All the time she talked—and it was principally of herself—Hugh could see that she was trying to find out more about him. For his part it pleased him to baffle her. Her manner was breezy, her voice ringing; he liked her, and judging by the smiling regard in her nut-brown eyes she liked him. It was nearly seven o’clock when she said: “There now, you’ve been awfully decent to me. Perhaps, you wouldn’t mind driving me to my hotel.”

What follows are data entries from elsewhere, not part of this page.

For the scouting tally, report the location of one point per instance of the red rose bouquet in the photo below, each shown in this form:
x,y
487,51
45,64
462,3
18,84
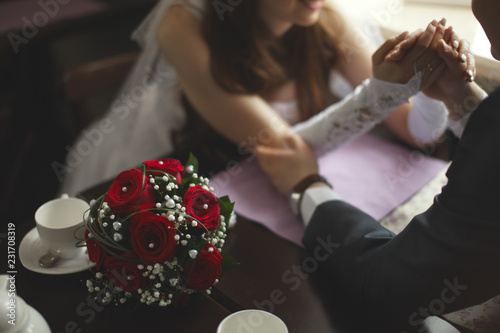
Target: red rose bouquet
x,y
157,235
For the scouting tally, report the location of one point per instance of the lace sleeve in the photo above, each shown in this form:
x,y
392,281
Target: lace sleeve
x,y
356,114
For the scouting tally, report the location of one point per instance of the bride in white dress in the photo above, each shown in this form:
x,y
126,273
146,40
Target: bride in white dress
x,y
177,71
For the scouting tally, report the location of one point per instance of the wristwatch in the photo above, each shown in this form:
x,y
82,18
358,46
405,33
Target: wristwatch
x,y
297,192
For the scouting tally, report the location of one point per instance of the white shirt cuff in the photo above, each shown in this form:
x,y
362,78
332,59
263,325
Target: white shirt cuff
x,y
314,197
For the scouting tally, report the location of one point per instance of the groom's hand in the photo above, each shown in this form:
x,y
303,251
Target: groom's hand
x,y
418,53
287,166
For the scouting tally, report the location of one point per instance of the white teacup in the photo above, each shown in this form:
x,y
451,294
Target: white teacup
x,y
252,321
59,223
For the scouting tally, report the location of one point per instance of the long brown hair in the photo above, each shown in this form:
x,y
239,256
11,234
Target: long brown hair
x,y
246,58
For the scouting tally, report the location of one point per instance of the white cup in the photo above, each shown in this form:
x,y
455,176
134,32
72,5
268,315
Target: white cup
x,y
59,223
252,321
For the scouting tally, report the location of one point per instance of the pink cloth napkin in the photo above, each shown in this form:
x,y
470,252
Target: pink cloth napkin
x,y
369,173
25,17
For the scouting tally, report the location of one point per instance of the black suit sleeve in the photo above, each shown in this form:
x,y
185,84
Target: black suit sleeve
x,y
446,259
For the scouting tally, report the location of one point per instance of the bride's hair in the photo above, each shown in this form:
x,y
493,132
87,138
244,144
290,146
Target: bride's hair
x,y
246,58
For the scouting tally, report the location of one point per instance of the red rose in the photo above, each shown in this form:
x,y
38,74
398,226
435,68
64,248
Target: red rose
x,y
203,206
152,237
125,191
168,165
205,270
124,274
96,254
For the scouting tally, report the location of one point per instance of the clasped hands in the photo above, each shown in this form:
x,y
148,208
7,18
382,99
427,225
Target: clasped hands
x,y
447,67
443,58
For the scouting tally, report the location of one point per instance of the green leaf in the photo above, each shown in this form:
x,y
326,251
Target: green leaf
x,y
226,207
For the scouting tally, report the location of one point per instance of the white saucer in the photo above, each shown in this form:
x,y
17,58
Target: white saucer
x,y
31,248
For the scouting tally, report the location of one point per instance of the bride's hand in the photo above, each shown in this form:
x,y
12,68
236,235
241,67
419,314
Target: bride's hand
x,y
287,166
421,56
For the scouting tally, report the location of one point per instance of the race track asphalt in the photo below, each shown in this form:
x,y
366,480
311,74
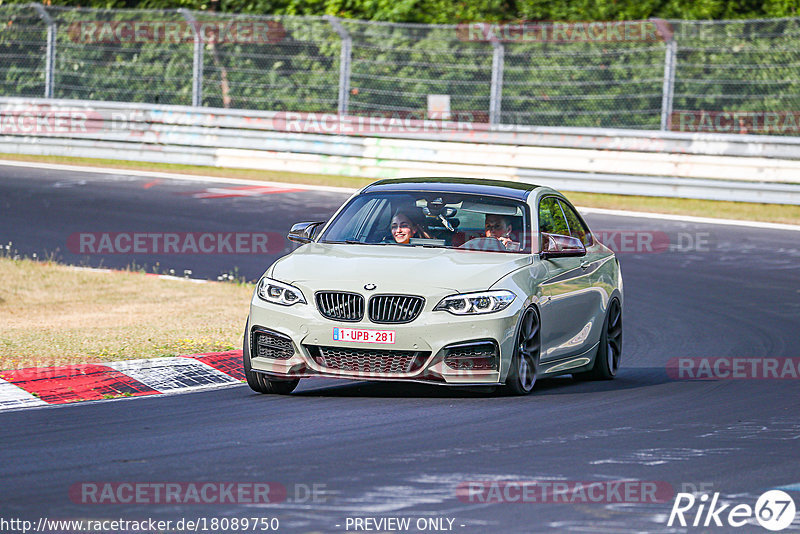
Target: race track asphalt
x,y
382,450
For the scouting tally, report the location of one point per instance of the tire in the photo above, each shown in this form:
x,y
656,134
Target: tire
x,y
259,382
609,351
525,362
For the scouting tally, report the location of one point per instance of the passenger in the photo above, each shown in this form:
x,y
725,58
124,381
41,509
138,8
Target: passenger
x,y
404,228
499,227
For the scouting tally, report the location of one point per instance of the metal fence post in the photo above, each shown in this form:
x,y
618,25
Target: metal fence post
x,y
344,63
50,52
197,62
670,60
496,91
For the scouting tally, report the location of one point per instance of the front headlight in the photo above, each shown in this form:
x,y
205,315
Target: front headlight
x,y
279,293
476,303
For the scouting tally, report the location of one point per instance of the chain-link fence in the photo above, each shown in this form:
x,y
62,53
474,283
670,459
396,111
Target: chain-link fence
x,y
727,76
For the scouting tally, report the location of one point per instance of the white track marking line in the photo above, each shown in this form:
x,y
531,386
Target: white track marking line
x,y
12,396
215,179
170,374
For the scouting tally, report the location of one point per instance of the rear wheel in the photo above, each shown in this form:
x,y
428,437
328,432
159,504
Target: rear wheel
x,y
525,362
259,382
609,351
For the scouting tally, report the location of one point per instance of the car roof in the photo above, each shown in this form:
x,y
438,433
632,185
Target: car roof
x,y
477,186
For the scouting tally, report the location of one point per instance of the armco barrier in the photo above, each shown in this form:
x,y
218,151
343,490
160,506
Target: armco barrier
x,y
709,166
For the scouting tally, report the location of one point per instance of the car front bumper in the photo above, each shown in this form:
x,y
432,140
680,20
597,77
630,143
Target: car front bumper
x,y
435,339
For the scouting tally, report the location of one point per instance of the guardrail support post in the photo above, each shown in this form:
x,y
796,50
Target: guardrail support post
x,y
496,91
345,59
50,51
197,62
670,60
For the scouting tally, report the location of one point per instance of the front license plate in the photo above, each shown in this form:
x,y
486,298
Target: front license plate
x,y
353,335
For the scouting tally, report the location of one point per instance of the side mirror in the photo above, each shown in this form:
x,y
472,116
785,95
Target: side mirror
x,y
304,232
561,246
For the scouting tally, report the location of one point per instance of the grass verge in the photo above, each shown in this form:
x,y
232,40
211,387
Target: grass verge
x,y
699,208
53,314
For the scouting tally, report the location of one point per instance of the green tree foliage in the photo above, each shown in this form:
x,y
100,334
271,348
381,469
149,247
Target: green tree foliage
x,y
448,11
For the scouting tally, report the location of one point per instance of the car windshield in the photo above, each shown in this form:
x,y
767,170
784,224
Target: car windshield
x,y
431,219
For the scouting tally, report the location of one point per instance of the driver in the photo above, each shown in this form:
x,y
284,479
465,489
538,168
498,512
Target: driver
x,y
403,228
499,227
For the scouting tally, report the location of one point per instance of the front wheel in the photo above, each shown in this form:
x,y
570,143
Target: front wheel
x,y
609,351
525,361
260,383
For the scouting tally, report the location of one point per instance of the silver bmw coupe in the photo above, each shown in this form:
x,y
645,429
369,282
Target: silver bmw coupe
x,y
459,282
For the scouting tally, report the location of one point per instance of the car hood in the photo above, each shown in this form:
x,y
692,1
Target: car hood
x,y
390,266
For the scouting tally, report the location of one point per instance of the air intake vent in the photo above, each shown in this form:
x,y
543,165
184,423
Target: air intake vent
x,y
340,306
266,344
368,360
395,309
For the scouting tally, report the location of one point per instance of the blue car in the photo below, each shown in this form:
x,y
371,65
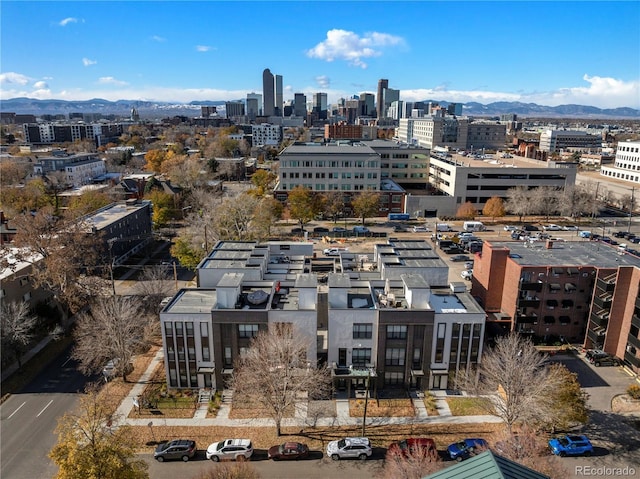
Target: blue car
x,y
463,449
574,445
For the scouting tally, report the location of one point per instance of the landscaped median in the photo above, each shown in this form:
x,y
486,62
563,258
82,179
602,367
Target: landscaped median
x,y
470,406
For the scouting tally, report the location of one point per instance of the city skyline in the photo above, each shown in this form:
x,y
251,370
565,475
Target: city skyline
x,y
531,52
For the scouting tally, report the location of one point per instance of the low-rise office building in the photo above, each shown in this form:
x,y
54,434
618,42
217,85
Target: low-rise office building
x,y
399,326
626,165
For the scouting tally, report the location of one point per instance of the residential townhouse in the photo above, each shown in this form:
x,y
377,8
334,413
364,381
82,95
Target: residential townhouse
x,y
409,329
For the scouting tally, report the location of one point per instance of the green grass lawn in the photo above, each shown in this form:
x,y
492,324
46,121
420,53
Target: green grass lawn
x,y
470,406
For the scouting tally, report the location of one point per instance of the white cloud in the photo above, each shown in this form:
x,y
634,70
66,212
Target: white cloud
x,y
351,47
111,81
323,81
14,78
67,21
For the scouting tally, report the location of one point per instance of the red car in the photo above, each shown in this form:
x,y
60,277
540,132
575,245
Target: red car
x,y
412,446
288,450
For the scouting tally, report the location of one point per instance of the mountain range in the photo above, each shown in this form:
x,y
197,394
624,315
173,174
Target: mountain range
x,y
157,109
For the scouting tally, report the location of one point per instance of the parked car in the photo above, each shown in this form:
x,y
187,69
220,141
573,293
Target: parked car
x,y
183,449
230,450
467,447
571,445
288,451
355,447
413,446
334,251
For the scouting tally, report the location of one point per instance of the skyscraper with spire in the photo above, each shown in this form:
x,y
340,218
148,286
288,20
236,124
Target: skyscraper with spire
x,y
268,92
383,84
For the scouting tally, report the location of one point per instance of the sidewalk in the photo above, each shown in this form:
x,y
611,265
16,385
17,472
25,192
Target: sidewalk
x,y
300,419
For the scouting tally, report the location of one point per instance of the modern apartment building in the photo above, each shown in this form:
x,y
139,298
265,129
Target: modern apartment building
x,y
558,141
581,291
79,169
626,165
399,323
100,133
123,228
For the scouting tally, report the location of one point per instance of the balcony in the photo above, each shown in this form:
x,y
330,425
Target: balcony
x,y
537,287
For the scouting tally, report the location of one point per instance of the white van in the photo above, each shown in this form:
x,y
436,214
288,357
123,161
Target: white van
x,y
473,226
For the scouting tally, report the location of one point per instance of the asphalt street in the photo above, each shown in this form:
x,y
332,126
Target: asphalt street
x,y
28,420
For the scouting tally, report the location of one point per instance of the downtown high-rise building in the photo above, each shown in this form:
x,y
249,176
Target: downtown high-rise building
x,y
300,105
383,84
268,91
278,96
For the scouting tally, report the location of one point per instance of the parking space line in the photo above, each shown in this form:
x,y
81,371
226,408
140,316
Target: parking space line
x,y
19,407
48,404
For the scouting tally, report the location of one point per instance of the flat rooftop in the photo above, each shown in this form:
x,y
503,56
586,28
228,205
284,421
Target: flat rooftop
x,y
568,253
496,162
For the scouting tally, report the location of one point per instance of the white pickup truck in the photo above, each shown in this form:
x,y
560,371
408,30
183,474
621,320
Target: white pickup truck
x,y
334,251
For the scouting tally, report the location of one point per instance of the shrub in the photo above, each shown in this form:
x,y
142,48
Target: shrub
x,y
634,391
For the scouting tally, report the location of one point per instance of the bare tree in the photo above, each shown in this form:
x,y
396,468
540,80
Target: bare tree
x,y
63,257
545,200
366,205
530,449
116,328
89,447
414,464
513,373
275,370
17,328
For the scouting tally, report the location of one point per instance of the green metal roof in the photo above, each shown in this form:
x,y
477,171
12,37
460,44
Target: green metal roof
x,y
487,466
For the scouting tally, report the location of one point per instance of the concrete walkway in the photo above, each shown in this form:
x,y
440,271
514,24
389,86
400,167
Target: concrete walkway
x,y
300,419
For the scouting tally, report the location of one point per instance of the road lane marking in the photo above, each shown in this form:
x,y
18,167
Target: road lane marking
x,y
17,409
48,404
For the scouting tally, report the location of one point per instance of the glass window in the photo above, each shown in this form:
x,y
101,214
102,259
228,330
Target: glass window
x,y
248,330
395,357
362,331
361,356
396,332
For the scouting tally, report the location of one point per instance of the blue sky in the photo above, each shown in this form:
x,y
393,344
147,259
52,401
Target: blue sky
x,y
549,53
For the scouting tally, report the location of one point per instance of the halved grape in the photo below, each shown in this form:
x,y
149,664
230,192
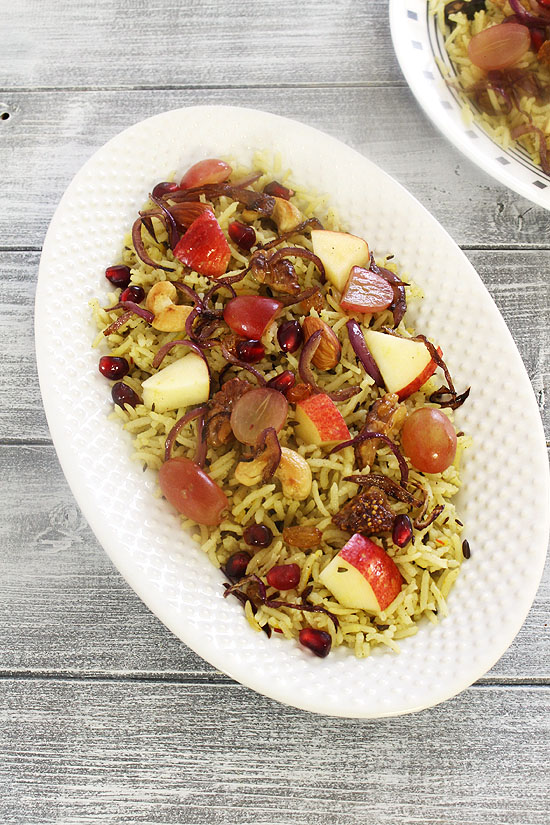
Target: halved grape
x,y
429,440
191,491
255,411
366,291
499,47
249,315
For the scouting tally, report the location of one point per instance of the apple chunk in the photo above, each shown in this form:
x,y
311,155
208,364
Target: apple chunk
x,y
320,421
363,576
339,252
184,382
405,365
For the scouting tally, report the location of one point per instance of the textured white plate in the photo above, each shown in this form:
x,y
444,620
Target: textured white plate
x,y
505,499
417,41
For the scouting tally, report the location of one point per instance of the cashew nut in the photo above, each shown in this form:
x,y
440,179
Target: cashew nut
x,y
161,301
250,473
286,215
294,474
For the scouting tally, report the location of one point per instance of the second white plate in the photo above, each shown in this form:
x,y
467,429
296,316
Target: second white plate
x,y
417,42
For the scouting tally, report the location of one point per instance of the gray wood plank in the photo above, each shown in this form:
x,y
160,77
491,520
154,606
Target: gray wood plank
x,y
49,135
111,43
64,609
81,752
518,281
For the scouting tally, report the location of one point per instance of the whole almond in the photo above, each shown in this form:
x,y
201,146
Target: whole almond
x,y
329,350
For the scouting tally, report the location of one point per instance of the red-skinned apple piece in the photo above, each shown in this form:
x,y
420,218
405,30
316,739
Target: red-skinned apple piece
x,y
363,576
339,252
204,247
405,365
320,421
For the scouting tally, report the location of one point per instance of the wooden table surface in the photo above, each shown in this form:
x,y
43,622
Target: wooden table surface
x,y
105,717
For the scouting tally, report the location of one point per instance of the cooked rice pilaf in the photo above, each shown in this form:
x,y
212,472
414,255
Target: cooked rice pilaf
x,y
429,566
498,123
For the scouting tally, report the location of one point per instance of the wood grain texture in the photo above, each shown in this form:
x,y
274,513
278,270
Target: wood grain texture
x,y
89,752
67,44
49,135
63,607
517,280
105,717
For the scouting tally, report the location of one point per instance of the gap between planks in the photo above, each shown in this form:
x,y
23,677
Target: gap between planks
x,y
215,678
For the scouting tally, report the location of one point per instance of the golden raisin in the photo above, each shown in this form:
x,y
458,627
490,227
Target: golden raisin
x,y
305,537
315,301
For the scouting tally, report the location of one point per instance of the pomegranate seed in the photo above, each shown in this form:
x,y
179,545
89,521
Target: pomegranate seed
x,y
250,351
113,367
258,535
164,187
235,566
290,336
282,382
402,530
123,394
118,275
283,576
318,641
133,293
241,234
278,190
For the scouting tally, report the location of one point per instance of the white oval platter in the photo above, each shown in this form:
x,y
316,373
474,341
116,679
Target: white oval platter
x,y
504,502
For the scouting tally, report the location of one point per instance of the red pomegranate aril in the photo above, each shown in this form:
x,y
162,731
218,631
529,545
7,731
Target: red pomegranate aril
x,y
258,535
241,234
282,382
165,187
134,293
318,641
250,351
278,190
113,367
290,336
119,275
283,576
122,394
402,530
538,36
235,566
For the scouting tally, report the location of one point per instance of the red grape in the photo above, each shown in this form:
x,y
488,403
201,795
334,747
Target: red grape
x,y
250,351
255,411
429,440
366,291
499,47
290,336
249,315
241,234
119,275
113,367
191,491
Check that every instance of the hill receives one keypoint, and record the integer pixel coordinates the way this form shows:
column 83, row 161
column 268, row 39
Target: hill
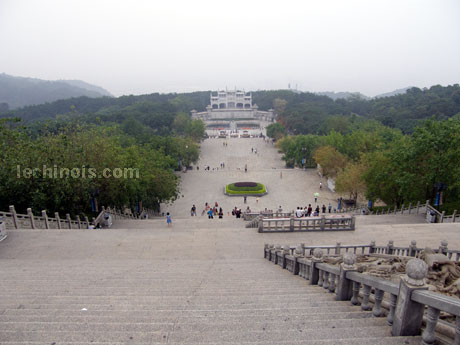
column 394, row 93
column 345, row 95
column 19, row 92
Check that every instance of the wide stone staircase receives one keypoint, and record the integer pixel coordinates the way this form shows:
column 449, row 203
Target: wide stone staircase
column 199, row 282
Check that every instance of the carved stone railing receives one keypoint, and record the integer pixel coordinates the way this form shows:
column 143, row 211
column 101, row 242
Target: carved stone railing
column 432, row 215
column 412, row 250
column 13, row 220
column 405, row 302
column 323, row 223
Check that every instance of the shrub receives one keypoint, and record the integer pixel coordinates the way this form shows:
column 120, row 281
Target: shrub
column 251, row 189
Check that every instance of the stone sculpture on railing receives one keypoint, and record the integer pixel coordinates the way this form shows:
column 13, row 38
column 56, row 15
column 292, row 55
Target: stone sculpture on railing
column 407, row 298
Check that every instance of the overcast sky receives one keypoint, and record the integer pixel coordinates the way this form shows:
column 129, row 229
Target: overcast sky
column 136, row 47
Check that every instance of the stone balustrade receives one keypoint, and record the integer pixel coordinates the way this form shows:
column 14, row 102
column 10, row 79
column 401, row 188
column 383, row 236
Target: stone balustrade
column 323, row 223
column 402, row 303
column 14, row 220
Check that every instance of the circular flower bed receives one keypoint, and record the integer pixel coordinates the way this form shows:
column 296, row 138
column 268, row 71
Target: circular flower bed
column 245, row 188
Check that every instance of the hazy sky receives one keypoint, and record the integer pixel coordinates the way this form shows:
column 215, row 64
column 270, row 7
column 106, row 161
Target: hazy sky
column 135, row 47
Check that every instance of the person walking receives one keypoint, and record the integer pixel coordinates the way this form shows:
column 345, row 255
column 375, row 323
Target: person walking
column 168, row 220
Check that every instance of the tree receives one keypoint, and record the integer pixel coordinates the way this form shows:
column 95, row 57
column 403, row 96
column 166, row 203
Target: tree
column 276, row 131
column 350, row 180
column 330, row 160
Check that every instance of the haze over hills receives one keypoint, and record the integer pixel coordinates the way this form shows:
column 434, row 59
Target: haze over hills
column 19, row 91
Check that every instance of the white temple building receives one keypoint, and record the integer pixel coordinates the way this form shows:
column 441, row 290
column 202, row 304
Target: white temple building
column 232, row 105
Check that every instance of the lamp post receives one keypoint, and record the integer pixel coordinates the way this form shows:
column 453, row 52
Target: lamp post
column 304, row 160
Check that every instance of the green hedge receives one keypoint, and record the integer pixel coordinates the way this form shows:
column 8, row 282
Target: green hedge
column 232, row 189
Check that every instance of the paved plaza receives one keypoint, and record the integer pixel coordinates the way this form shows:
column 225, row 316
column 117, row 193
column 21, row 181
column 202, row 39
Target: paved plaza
column 200, row 281
column 295, row 188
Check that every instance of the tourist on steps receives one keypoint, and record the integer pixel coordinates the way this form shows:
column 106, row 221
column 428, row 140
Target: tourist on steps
column 168, row 220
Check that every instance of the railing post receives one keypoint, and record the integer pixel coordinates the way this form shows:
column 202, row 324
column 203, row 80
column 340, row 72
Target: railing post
column 337, row 248
column 286, row 252
column 443, row 247
column 372, row 247
column 58, row 219
column 412, row 248
column 31, row 217
column 314, row 272
column 260, row 224
column 390, row 247
column 15, row 217
column 408, row 316
column 68, row 220
column 323, row 222
column 345, row 286
column 297, row 255
column 45, row 218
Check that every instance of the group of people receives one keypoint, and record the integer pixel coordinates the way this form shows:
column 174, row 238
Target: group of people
column 309, row 211
column 210, row 211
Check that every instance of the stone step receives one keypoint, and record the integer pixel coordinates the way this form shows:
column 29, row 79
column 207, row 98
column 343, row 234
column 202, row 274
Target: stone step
column 281, row 312
column 350, row 341
column 198, row 326
column 236, row 336
column 147, row 316
column 193, row 305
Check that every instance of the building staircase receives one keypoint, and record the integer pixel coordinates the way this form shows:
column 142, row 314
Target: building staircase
column 198, row 282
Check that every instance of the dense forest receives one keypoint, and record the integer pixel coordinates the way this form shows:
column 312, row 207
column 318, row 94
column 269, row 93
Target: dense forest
column 396, row 149
column 121, row 156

Hugh called a voiture and accompanied her to the Pension Pizzicato. At the door she held his hand.
“I say, if you aren’t very comfortable where you’re staying, why not come here? I wish you would. There’s such a nice room next mine, and not too dear. Do say you’ll take it.”
Hugh hesitated. “I’ll think over it.”
“Yes, do. And I say,—won’t you lunch with me to-morrow?”
“I’m afraid I can’t. I’ve got a friend coming to see me.”
“Bring your friend, too. Tell him you know a very jolly Englishwoman you would like him to meet.”
“I’ll see. I’ll ask my friend.”
She shook his hand warmly. So as not to look cheap he took the voiture back. It cost him twenty francs, which with the thirty francs for tea made fifty.
“A charming woman,” he thought, “but expensive,—damned expensive. I mustn’t cultivate her.”